We walk through the field, where the earth dips down into ditches (it’s not rain or erosion that made these), trees that stand stoicly, silently by. We come to stand beside an exhumed grave (but “grave” is too good a word—there’s no word for what this was). A sign says that teeth and bits of bones and scraps of clothes continue to come up, out of the earth, after it rains or floods.
Sometimes the earth write the metaphors for you, I think. Sometimes the ground itself is a poem—this place a poem you couldn’t possibly ever write, no one could write, just walk through—the stillness; the birds; the smell of incense and smoke; someone burning off wild grasses somewhere, behind the fence; schoolkids singing somewhere in the wind.
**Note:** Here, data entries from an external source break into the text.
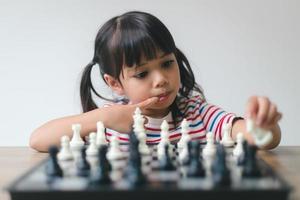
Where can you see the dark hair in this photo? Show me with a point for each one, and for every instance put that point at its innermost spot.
(125, 39)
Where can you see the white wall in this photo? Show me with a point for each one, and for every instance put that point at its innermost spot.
(237, 48)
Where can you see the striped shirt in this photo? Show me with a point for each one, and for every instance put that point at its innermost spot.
(202, 117)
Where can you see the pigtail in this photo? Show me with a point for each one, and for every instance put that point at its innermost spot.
(187, 76)
(86, 88)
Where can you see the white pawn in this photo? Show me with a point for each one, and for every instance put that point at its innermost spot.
(100, 138)
(185, 137)
(164, 135)
(92, 150)
(227, 140)
(76, 142)
(114, 152)
(140, 132)
(261, 136)
(210, 148)
(65, 151)
(238, 150)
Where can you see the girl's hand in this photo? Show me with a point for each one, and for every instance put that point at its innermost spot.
(263, 112)
(120, 117)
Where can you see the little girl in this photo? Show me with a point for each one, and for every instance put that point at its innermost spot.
(139, 61)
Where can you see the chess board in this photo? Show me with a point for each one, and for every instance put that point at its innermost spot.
(160, 184)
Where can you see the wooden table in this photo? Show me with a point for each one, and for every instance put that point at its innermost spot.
(16, 160)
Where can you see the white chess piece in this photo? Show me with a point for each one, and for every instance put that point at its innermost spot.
(183, 142)
(238, 150)
(261, 137)
(92, 149)
(185, 137)
(164, 135)
(114, 152)
(226, 139)
(65, 152)
(140, 131)
(100, 138)
(76, 142)
(210, 148)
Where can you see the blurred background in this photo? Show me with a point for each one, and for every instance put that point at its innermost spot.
(237, 48)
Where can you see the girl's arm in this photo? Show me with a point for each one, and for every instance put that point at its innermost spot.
(240, 126)
(116, 117)
(265, 115)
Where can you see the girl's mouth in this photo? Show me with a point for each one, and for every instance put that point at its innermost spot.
(163, 97)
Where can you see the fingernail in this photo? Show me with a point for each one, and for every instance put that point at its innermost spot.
(259, 121)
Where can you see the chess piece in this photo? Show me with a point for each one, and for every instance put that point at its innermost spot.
(241, 160)
(261, 136)
(185, 137)
(101, 138)
(165, 161)
(114, 152)
(238, 150)
(65, 152)
(76, 142)
(164, 139)
(83, 167)
(133, 172)
(196, 168)
(220, 171)
(102, 172)
(251, 169)
(140, 132)
(226, 138)
(53, 169)
(92, 149)
(209, 150)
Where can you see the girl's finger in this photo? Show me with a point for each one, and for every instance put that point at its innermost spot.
(271, 115)
(252, 107)
(263, 110)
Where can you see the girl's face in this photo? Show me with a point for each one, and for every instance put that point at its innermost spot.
(158, 77)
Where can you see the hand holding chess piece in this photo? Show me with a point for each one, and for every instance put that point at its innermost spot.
(262, 121)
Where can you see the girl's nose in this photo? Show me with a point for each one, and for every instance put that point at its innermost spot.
(160, 79)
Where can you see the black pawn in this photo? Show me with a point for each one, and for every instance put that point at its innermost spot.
(102, 174)
(196, 168)
(133, 173)
(166, 162)
(53, 169)
(221, 173)
(251, 168)
(83, 167)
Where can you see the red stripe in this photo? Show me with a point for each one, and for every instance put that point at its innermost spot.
(157, 129)
(193, 99)
(192, 119)
(211, 106)
(193, 111)
(196, 131)
(200, 137)
(210, 117)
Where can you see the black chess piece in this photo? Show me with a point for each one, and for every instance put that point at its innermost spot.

Two monks walking, orange robes, reading the signs with impassive faces, round faces, young young faces.
There’s scraps of clothes everywhere. “Are these…?” we begin to ask each other, but don’t finish the question. (There is no question for what this was.) Surely someone would have gathered these scraps, dusted them off, “deordorized” them as the sign said, added them to the pile of All That Is Left.
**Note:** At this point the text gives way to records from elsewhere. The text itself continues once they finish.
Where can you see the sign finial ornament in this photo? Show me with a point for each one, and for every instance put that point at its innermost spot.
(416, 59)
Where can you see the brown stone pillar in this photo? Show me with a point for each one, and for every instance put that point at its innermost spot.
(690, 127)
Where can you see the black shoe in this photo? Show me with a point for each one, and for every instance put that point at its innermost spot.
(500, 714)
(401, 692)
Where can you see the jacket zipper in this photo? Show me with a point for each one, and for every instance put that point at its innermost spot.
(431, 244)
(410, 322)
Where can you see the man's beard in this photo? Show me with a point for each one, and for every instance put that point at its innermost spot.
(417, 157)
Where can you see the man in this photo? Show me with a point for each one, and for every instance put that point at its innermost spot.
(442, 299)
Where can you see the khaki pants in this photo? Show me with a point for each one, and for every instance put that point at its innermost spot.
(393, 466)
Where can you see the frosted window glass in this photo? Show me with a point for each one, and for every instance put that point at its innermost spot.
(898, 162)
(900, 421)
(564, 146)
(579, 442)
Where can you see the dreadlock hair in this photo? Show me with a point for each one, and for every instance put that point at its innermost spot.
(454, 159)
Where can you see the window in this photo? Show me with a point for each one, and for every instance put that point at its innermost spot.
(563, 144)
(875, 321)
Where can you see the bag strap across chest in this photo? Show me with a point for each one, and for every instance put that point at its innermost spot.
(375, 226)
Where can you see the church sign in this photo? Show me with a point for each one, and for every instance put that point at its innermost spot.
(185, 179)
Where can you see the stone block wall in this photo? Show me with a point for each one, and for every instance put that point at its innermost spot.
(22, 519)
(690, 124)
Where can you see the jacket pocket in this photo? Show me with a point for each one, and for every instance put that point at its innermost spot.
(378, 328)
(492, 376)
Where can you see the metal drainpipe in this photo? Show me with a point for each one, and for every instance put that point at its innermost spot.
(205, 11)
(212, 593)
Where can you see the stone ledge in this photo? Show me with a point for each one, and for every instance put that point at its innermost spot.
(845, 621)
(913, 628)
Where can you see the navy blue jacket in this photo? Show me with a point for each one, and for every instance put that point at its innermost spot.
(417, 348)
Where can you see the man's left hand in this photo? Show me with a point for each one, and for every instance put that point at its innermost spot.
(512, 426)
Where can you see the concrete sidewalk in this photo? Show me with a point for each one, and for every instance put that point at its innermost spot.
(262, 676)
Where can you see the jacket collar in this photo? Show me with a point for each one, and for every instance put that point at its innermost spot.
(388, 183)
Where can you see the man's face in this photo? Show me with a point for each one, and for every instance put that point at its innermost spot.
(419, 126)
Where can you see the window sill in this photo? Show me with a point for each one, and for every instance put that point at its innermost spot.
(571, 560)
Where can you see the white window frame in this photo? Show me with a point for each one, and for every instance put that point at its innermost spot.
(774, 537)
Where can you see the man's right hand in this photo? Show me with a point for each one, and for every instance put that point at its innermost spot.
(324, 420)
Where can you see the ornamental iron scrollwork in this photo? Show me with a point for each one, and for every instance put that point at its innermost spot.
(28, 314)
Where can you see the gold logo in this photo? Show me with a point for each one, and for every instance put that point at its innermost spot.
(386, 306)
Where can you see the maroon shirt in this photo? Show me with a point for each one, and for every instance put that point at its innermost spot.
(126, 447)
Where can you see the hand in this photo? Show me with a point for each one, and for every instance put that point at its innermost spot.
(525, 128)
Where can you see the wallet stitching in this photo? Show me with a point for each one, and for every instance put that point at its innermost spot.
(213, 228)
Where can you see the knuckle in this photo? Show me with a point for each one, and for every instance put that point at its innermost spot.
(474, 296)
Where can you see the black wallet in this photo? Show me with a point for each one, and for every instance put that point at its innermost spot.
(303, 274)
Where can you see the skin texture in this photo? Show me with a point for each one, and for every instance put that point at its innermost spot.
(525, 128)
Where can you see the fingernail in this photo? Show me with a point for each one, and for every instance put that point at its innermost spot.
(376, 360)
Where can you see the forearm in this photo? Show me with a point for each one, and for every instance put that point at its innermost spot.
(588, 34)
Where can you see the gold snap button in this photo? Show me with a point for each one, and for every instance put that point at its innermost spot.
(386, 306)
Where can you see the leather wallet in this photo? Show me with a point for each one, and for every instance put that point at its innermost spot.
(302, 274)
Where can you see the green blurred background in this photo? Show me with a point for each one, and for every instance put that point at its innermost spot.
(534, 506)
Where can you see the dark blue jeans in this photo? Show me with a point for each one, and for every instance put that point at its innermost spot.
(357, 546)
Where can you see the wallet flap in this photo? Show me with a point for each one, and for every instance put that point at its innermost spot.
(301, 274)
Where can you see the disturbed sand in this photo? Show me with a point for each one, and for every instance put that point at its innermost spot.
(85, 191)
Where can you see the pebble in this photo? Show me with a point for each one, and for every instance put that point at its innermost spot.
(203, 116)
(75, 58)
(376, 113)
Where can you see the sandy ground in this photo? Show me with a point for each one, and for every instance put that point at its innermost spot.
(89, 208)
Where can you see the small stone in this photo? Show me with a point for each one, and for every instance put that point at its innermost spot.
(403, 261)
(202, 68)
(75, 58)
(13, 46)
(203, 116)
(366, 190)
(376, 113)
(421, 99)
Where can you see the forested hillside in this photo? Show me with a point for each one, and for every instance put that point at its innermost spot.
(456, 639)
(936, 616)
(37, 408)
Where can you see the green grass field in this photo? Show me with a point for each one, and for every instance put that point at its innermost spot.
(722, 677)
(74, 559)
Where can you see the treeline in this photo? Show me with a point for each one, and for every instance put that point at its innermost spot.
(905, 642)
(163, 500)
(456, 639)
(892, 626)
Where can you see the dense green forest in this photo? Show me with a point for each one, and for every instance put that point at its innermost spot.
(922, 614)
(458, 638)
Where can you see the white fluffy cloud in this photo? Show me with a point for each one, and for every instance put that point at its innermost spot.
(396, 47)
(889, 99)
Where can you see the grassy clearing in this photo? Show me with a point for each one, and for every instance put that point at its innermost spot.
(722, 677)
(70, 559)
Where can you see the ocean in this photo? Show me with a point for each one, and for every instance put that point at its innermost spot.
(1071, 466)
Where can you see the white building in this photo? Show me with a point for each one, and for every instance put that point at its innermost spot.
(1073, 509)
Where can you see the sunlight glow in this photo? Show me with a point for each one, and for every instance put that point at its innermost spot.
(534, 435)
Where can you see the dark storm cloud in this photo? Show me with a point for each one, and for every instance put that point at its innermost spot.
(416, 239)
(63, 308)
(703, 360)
But we keep walking and I realize there’s too many, too much—scraps of clothes existing like ghosts, or souls that haven’t quite made it up out of the earth, out of what there aren’t words for, poems for—this.
The trees all saw this, I think. These same trees, noble and twisted and standing here still. Some were forced to take part, and I imagine something in them weeping, their trunks dulled and bloodied. These same trees, bearing witness, the same way they bear witness now—silent, petrified in their places, the way parts of our brains are, the way parts of our brains bear witness (secret stitching, secret from ourselves)—roots tangling and rising out of the earth, with the teeth and bones and scraps of clothing and all the things there aren’t metaphors for: a dusty field in the afternoon sun.
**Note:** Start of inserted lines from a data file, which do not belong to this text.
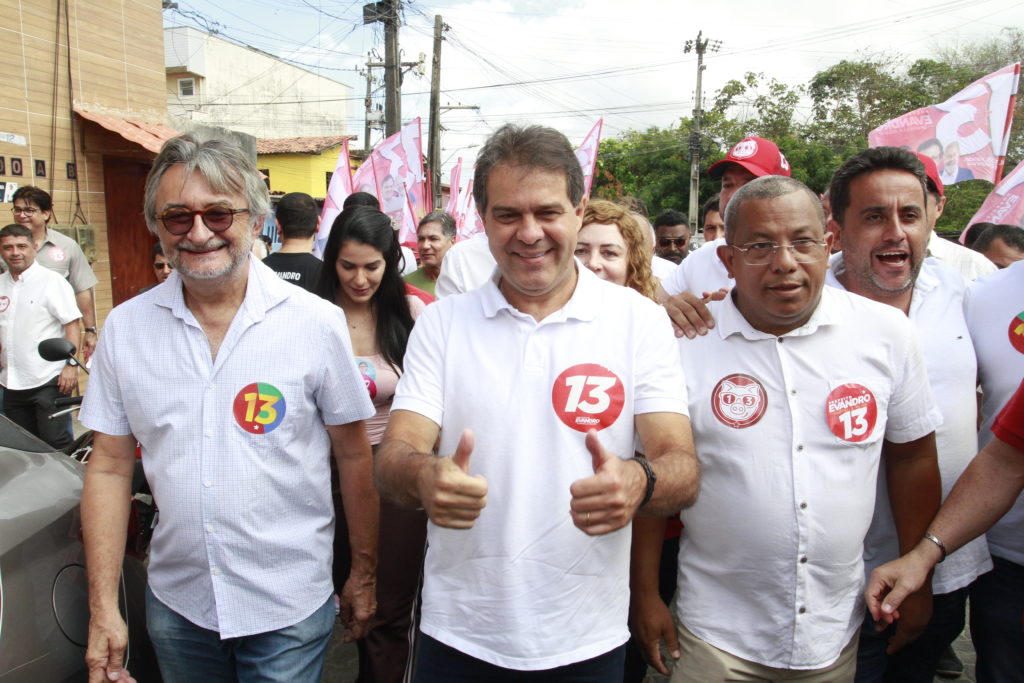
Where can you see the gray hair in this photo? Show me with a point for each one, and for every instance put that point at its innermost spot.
(442, 218)
(530, 146)
(767, 187)
(221, 163)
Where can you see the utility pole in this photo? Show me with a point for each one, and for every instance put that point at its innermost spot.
(434, 143)
(386, 11)
(699, 46)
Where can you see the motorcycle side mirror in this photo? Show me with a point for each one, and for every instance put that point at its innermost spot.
(57, 348)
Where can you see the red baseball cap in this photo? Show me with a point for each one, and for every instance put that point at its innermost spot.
(757, 155)
(933, 174)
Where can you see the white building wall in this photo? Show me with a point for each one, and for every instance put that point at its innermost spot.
(250, 91)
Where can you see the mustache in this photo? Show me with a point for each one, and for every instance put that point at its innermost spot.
(212, 243)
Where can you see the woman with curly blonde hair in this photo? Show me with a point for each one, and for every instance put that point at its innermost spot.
(610, 243)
A beautiful written, yet harrowing account which seems to perfectly put across the utter inability to comprehend such atrocities.
I cannot imagine what it must have been like to tour the killing fields. I thought your post was very appropriate in how it captured the experience. Whenever I witness anything that stands as a reminder of the horrors of mass human violence, I can’t help asking the big questions in life. It all seems so entirely bereft of meaning.
But back to your writing… do you intend on writing a follow-up piece on your experience? I am guessing it takes a while for everything to settle after seeing all that. I feel like every cogent piece of writing about mass killings, by the Khmer Rouge or others, will stand as an open rebuke to the forces that are still pursuing ruthless massacres today…
Thanks for your post!
Yeah, I’m actually writing what might turn out to be a whole book on my experiences in Cambodia, of which the actual Killing Fields is only a very small part. I’ll keep y’all posted. 🙂
Thanks for your comment!
Didnt know the forum rules allowed such blirliant posts.
Yeah, it was the clothing that got me too. So limp.
Well written but I think the skull would have gotten me more than the actual clothing that was left behind. Never been to Cambodia dont think my wife would want to visit the killing fields though.
You write beautifully. I think the clothes would affect me the most. Because there’s something disconnected about skulls. We see it in scientific contexts or anatomy lessons, but it’s not really what we associate with a personal story. But clothes, those are personal… And maybe most of all, they’re empty and speak of what isn’t there. There’s something so odd about outer wear being more human than an inherent inner part of our bodies.
You did such a beautiful job capturing that afternoon. I remember the heat of the tiles and the eery peacefulness of the trees. and I will NEVER EVER forget those scraps of clothing reaching up out of the earth. That is the stuff of nightmares.
I’m glad I didn’t have to face it alone.